With dwindling AID to Africa, mobilization of youth to build the continent is key and inclusion to tap the potential of female youth and address key empowerment challenges in education, employment and leadership of urban and rural female youth in Africa is urgent.
Advocacy for equal access to educational facilities for rural female youth; inspire and challenge youth volunteerism to support rural females; promoting exchanges and exposure to educational tours and building partnerships to foster female youth development are ways YBF contributes to some of the challenges in female education.
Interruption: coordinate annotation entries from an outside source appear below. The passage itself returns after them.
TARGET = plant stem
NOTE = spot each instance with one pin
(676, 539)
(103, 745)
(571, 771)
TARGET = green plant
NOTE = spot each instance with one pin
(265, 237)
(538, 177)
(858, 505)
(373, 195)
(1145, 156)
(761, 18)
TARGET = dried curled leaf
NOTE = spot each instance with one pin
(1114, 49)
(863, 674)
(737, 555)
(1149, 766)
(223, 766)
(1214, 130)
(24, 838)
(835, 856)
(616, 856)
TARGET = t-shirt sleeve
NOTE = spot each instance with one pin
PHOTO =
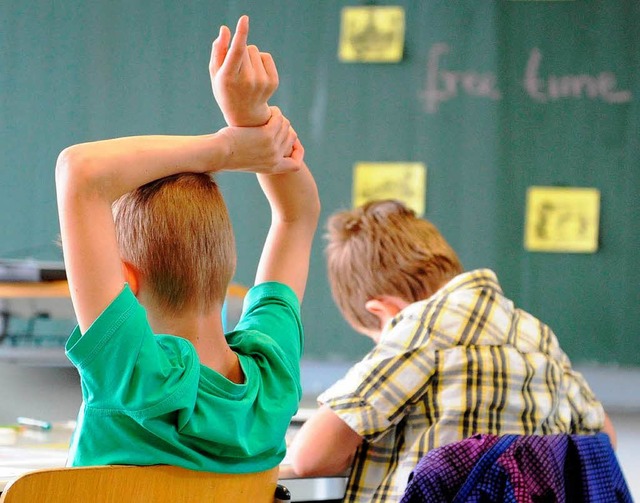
(272, 309)
(375, 392)
(124, 366)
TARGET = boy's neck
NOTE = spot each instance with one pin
(205, 332)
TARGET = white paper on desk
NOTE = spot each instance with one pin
(31, 458)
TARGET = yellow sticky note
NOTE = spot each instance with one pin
(404, 181)
(372, 34)
(562, 219)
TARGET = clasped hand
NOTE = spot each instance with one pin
(269, 149)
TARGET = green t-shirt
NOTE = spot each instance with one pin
(148, 400)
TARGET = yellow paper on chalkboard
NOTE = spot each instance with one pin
(372, 34)
(404, 181)
(562, 219)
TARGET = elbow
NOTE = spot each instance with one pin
(72, 169)
(308, 464)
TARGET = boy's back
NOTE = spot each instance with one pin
(453, 358)
(197, 397)
(462, 362)
(152, 401)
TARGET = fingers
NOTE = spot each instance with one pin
(270, 67)
(297, 154)
(256, 62)
(219, 49)
(237, 49)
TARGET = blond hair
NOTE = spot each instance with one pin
(383, 248)
(176, 231)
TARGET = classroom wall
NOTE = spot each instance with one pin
(73, 71)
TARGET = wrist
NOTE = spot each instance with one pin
(258, 116)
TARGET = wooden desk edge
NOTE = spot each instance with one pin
(44, 289)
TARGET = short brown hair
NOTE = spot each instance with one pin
(176, 231)
(383, 248)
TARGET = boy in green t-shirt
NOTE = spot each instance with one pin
(149, 250)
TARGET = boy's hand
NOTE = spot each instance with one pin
(242, 78)
(269, 149)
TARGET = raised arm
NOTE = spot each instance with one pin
(243, 79)
(91, 176)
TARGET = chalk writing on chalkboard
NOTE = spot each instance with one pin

Also through its annual conference, African Youth and Governance Conference, YBF brings together young leaders with a high percentage of women to build their capacity. This reflects on the recognition of the potential of the African female youth to generate wealth using knowledge, skills and creativity for Africa’s development. The Female youth is mobilized, capacity built to analyze development agenda/policies and placed in the position to contribute and execute advocacy initiatives through meaningful policy engagements and participation.
Last year a team of young African female professional delegates of AYGC led by the Chair of the committee on gender and social inclusion, Princess Sekyere participated in the sixty-second session of the Commission on the Status of Women (CSW) held at the United Nations Headquarters in New York to present committee resolutions at the global level. This year, a 10-member delegation drawn from YBF’s network across Africa led by a Ghana female youth shall participate in CSW62.
According to Seth Oteng, founder of YBF and convenor of AYGC, “recognizing that youth development must not be the sole responsibility of governments, YBF adopts a multi-stakeholder collaborative approach for our interventions: we mobilize rural female youth to participate in national and out-of Ghana training programmes. The youth use the exposure, network, knowledge capacity gained to be change agents and leaders in their communities.”
These initiatives and engagements are our modest contribution to #PressForProgress and we call for a multi-stakeholder collaboration (Government, corporate Africa, and Development Partners, Civil Society and Citizens) to harness the potential of the African female youth to build a continent Beyond Aid.